HEAD identik dengan GET, tetapi server hanya mengirim header tanpa response body. Method ini digunakan untuk mendapatkan metadata tentang resource.
Karakteristik HEAD antara lain:
  • Safe: Tidak mengubah data di server
  • Idempotent: Selalu menghasilkan hasil yang sama
  • Tidak ada response body
  • Berguna untuk checking keberadaan resource atau mendapatkan metadata
HEAD digunakan untuk check apakah file exists, memeriksa last-modified date, atau validasi sebelum download besar.
Contoh Endpoint dan Request

# Check apakah user exists dan dapatkan metadata
HEAD /api/users/123


# Response Headers (200 OK)
Content-Type: application/json
Content-Length: 250
Last-Modified: Tue, 06 Feb 2024 10:30:00 GMT
ETag: "abc123"

# (tidak ada response body)

OPTIONS

OPTIONS digunakan untuk mengetahui method HTTP apa saja yang didukung oleh server untuk endpoint tertentu.

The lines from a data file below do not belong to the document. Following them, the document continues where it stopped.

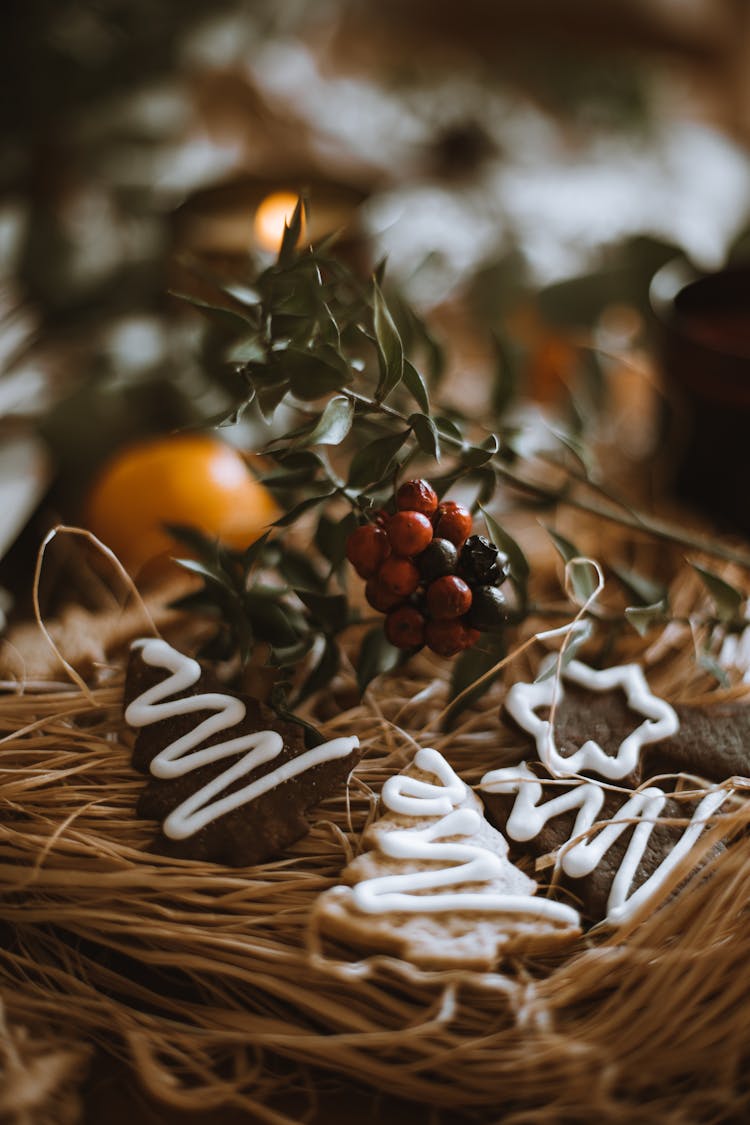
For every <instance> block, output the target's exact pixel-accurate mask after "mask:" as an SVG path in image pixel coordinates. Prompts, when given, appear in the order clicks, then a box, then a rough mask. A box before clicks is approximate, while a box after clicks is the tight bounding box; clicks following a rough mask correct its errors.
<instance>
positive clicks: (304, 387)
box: [280, 345, 349, 402]
mask: <svg viewBox="0 0 750 1125" xmlns="http://www.w3.org/2000/svg"><path fill="white" fill-rule="evenodd" d="M332 353H333V354H335V353H334V352H333V349H331V348H328V346H327V345H325V346H323V348H320V349H318V350H317V351H314V352H313V351H308V350H306V349H302V348H287V349H286V351H284V352H283V353H282V355H281V357H280V363H281V369H282V370H283V373H284V376H286V377H287V378H288V379H289V387H290V389H291V393H292V395H295V397H296V398H300V399H301V400H302V402H311V400H313V399H316V398H324V397H325V396H326V395H329V394H331V393H332V391H334V390H341V388H342V387H343V386H345V384H346V382H347V381H349V369H347V367H346V364H345V363H344V362H343V361H334V359H333V358H332ZM336 359H337V360H340V358H338V357H336Z"/></svg>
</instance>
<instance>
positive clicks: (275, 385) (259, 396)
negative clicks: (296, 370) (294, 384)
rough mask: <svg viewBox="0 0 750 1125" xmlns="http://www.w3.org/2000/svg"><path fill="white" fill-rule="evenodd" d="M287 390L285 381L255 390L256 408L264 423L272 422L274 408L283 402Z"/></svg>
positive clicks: (284, 380)
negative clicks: (259, 409)
mask: <svg viewBox="0 0 750 1125" xmlns="http://www.w3.org/2000/svg"><path fill="white" fill-rule="evenodd" d="M288 390H289V384H288V382H287V380H286V379H282V380H280V381H279V382H271V384H268V385H266V386H264V387H257V388H256V390H255V397H256V399H257V406H259V409H260V412H261V414H262V415H263V418H264V420H265V421H266V422H272V421H273V415H274V413H275V408H277V406H279V404H280V403H281V402H283V398H284V396H286V394H287V391H288Z"/></svg>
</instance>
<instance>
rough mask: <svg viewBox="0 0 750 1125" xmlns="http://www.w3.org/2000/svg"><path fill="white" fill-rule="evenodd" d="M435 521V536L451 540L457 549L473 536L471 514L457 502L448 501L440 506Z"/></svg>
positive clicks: (465, 508) (434, 521)
mask: <svg viewBox="0 0 750 1125" xmlns="http://www.w3.org/2000/svg"><path fill="white" fill-rule="evenodd" d="M433 519H434V524H435V535H437V538H440V539H450V541H451V542H452V543H453V544H454V546H455V547H460V546H461V543H463V542H464V541H466V540H467V539H468V537H469V535H470V534H471V523H472V520H471V512H470V511H469V508H468V507H464V506H463V504H457V503H455V501H452V499H446V501H443V503H442V504H439V505H437V510H436V512H435V515H434V517H433Z"/></svg>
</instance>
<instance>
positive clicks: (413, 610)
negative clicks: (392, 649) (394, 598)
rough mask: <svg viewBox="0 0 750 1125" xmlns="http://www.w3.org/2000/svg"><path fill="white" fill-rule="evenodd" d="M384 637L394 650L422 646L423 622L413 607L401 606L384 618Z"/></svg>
mask: <svg viewBox="0 0 750 1125" xmlns="http://www.w3.org/2000/svg"><path fill="white" fill-rule="evenodd" d="M386 637H387V638H388V640H389V641H390V642H391V645H395V646H396V648H419V647H421V646H422V645H424V637H425V620H424V618H423V616H422V614H421V613H419V611H418V610H415V609H414V606H413V605H401V606H400V609H398V610H394V612H392V613H389V614H388V616H387V618H386Z"/></svg>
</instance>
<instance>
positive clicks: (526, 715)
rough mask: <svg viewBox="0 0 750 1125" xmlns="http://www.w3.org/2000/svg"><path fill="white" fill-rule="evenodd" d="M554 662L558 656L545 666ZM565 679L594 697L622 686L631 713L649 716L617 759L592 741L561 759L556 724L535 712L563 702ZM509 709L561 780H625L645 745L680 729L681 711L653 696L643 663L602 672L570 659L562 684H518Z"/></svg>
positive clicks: (558, 679) (512, 695)
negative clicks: (567, 679)
mask: <svg viewBox="0 0 750 1125" xmlns="http://www.w3.org/2000/svg"><path fill="white" fill-rule="evenodd" d="M555 659H557V658H555V657H554V656H553V657H552V660H551V661H549V663H548V664H546V667H549V666H550V664H553V663H554V660H555ZM563 679H568V681H570V683H573V684H579V685H580V686H581V687H586V688H588V690H589V691H593V692H606V691H612V690H614V688H616V687H621V688H622V690H623V691H624V692H625V696H626V699H627V703H629V704H630V706H631V709H632V710H633V711H636V712H639V713H640V714H642V715H644V721H643V722H642V723H641V724H640V726H639V727H636V728H635V729H634V730H632V731H631V732H630V735H627V736H626V737H625V738H624V739H623V741H622V742H621V744H620V746H618V748H617V754H616V755H615V756H614V757H613V756H612V755H609V754H606V753H605V750H603V749H602V747H600V746H599V744H598V742H596V741H595V740H594V739H588V740H587V741H586V742H584V745H582V746H581V747H579V748H578V749H577V750H576V751H575V753H573V754H571V755H570V756H569V757H562V755H561V754H560V751H559V750H558V748H557V746H555V742H554V729H553V723H552V722H550V720H548V719H542V718H540V715H537V714H536V710H537V709H539V708H542V706H552V705H553V703H554V702H555V701H557V702H559V701H560V700H561V699H563V697H564V688H563V686H562V681H563ZM505 706H506V710H507V711H508V713H509V714H510V715H512V718H513V719H515V721H516V722H517V723H518V726H519V727H523V729H524V730H527V731H528V733H530V735H532V736H533V737H534V739H535V741H536V750H537V753H539V757H540V760H541V762H542V763H543V764H544V765H545V766H546V768H548V769H549V771H550V773H551V774H554V775H555V776H559V777H569V776H571V775H573V774H578V773H582V772H584V771H585V769H589V771H591V772H595V773H598V774H599V775H600V776H602V777H607V778H609V780H611V781H620V780H622V778H623V777H626V776H627V774H630V773H632V772H633V769H635V767H636V766H638V764H639V757H640V753H641V748H642V747H643V746H647V745H649V744H650V742H656V741H658V740H659V739H661V738H669V737H670V736H671V735H675V733H677V731H678V729H679V719H678V718H677V712H676V711H675V709H674V708H671V706H670V705H669V703H667V702H666V701H665V700H660V699H659V697H658V696H657V695H654V694H653V693H652V692H651V690H650V687H649V685H648V683H647V681H645V676H644V675H643V672H642V669H641V667H640V665H638V664H622V665H618V666H617V667H614V668H604V669H603V670H600V672H599V670H597V669H596V668H589V667H588V665H586V664H582V663H581V661H580V660H571V661H570V663H569V664H568V665H567V666H566V667H563V668H562V669H561V674H560V678H559V679H558V678H555V677H549V678H548V679H539V681H536V683H534V684H522V683H519V684H514V685H513V687H512V688H510V691H509V692H508V694H507V697H506V701H505Z"/></svg>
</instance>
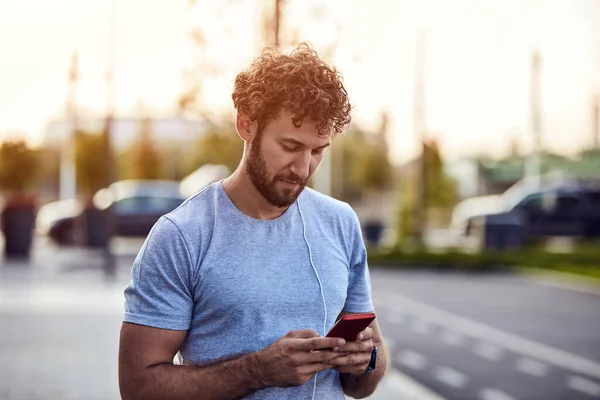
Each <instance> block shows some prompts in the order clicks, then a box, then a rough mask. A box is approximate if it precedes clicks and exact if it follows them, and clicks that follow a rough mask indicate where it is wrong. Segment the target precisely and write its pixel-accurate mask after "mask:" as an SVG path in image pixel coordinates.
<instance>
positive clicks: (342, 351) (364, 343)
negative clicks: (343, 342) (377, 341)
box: [333, 339, 373, 354]
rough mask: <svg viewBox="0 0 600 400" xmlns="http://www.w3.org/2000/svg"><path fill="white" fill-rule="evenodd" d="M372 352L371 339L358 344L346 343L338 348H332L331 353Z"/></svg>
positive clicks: (358, 352) (359, 352)
mask: <svg viewBox="0 0 600 400" xmlns="http://www.w3.org/2000/svg"><path fill="white" fill-rule="evenodd" d="M372 350H373V341H372V340H371V339H368V340H364V341H358V342H346V344H345V345H343V346H340V347H338V348H334V349H333V351H339V352H352V353H369V354H370V353H371V351H372Z"/></svg>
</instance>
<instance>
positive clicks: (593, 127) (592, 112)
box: [592, 94, 600, 150]
mask: <svg viewBox="0 0 600 400" xmlns="http://www.w3.org/2000/svg"><path fill="white" fill-rule="evenodd" d="M592 140H593V144H594V150H597V149H599V148H600V95H599V94H596V96H595V97H594V105H593V106H592Z"/></svg>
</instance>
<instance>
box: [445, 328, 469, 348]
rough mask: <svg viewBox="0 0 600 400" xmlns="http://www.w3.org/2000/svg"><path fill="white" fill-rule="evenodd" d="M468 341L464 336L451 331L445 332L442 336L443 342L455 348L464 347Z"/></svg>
mask: <svg viewBox="0 0 600 400" xmlns="http://www.w3.org/2000/svg"><path fill="white" fill-rule="evenodd" d="M466 340H467V338H466V337H465V336H464V335H461V334H459V333H456V332H454V331H450V330H448V331H446V332H444V334H443V335H442V342H444V343H446V344H449V345H450V346H454V347H462V346H463V345H464V344H465V341H466Z"/></svg>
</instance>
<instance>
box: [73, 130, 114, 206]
mask: <svg viewBox="0 0 600 400" xmlns="http://www.w3.org/2000/svg"><path fill="white" fill-rule="evenodd" d="M105 148H106V137H105V135H103V134H102V133H100V132H99V133H94V132H78V133H77V135H76V136H75V171H76V175H77V187H78V188H79V192H80V193H81V194H82V195H84V196H85V197H91V196H93V195H94V193H96V192H97V191H98V190H100V189H102V188H103V187H104V185H105V184H106V180H107V173H108V172H107V171H106V161H105V156H104V155H105Z"/></svg>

Method ini sangat penting dalam CORS (Cross-Origin Resource Sharing).
Karakteristik OPTIONS diantaranya:
  • Safe: Tidak mengubah data di server
  • Idempotent: Selalu menghasilkan hasil yang sama
  • Mengembalikan informasi tentang komunikasi yang diperbolehkan
  • Penting untuk preflight request dalam CORS
OPTIONS digunakan dalam CORS preflight checks, API discovery, atau mendapatkan dokumentasi endpoint capabilities.
Contoh Endpoint dan Request

# Mengetahui method yang tersedia untuk endpoint users
OPTIONS /api/users


# Response (200 OK)
Allow: GET, POST, HEAD, OPTIONS
Access-Control-Allow-Methods: GET, POST, PUT, DELETE
Access-Control-Allow-Origin: *
Access-Control-Allow-Headers: Content-Type, Authorization


Daftar Pustaka


AWS.(n.d). What is an API (Application Programming Interface)?Diakses pada 4 Februari 2026, darhttps://aws.amazon.com/what-is/api/

Kemal, Taufik. (2023, 3 Februari). Belajar Express #5 — Apa itu HTTP method dan routes.